Spannend ist dabei nicht nur die Handlung, sondern auch die Art, wie Jacka Spannung aufbaut: Alex hat keine übermächtigen Zaubersprüche in der Hinterhand. Seine Fähigkeit besteht darin, mögliche Zukünfte zu sehen. Das klingt zunächst unspektakulär, entwickelt sich aber zu einer cleveren und oft nervenaufreibenden Stärke. Denn er überlebt, indem er immer ein paar Sekunden schneller denkt als seine Gegner. Das macht ihn zu einem ungewöhnlichen Helden: nicht der große Kämpfer, sondern der Stratege, der lieber einen Schritt zurücktritt und genau überlegt, bevor er handelt.

Auch die Nebenfiguren wachsen einem ans Herz. Besonders Luna, die mit ihrem verfluchten Familienerbe zu kämpfen hat, bekommt in diesem Band mehr Tiefe. Ihre Unsicherheit, ihr Wunsch nach Normalität und gleichzeitig ihre Tapferkeit machen sie zu einer glaubwürdigen und sympathischen Figur. Man fiebert mit ihr mit, wenn sie immer stärker in die magische Welt hineingezogen wird.

Was mir besonders gefallen hat, ist die Atmosphäre: London wirkt düster, geheimnisvoll und voller verborgener Gefahren. Die Magiergesellschaft ist alles andere als schwarz-weiß gezeichnet die angeblich „guten“ Lichtmagier wirken oft genauso skrupellos wie die Schwarzmagier. Dieses moralische Grau verleiht der Geschichte Tiefe und Glaubwürdigkeit.
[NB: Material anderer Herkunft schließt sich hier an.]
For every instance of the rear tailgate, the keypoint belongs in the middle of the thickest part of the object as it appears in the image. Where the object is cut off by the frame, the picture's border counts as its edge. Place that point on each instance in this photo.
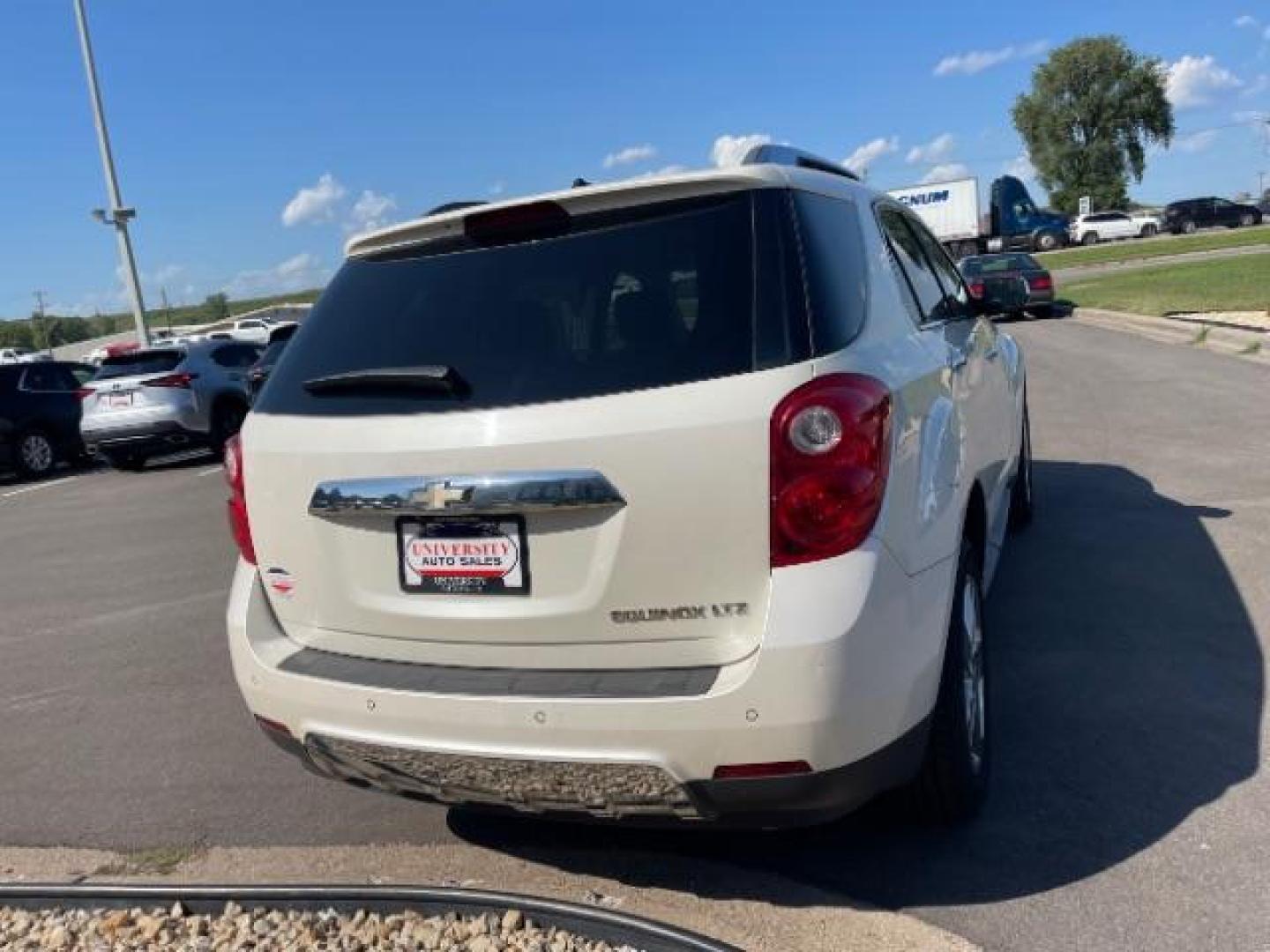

Das Finale steigert die Spannung enorm: Alex muss all seine Fähigkeiten einsetzen, um das Ritual zu stoppen, und man spürt beim Lesen die wachsende Bedrohung. Gleichzeitig bleibt genug Raum für Humor, kleine zwischenmenschliche Momente und die Eigenheiten der Figuren, sodass die Geschichte nicht ins Düster-Schwere kippt.



Fazit:

Das Ritual von London ist ein starker zweiter Band, der die Reihe auf ein neues Level hebt. Mit einer cleveren Hauptfigur, spannenden Intrigen, einer dichten London-Atmosphäre und Nebenfiguren, die mehr Tiefe bekommen, ist das Buch eine klare Empfehlung für alle, die Urban Fantasy mögen. Mich hat es durchgehend gefesselt – und ich bin sehr gespannt auf die nächsten Teile.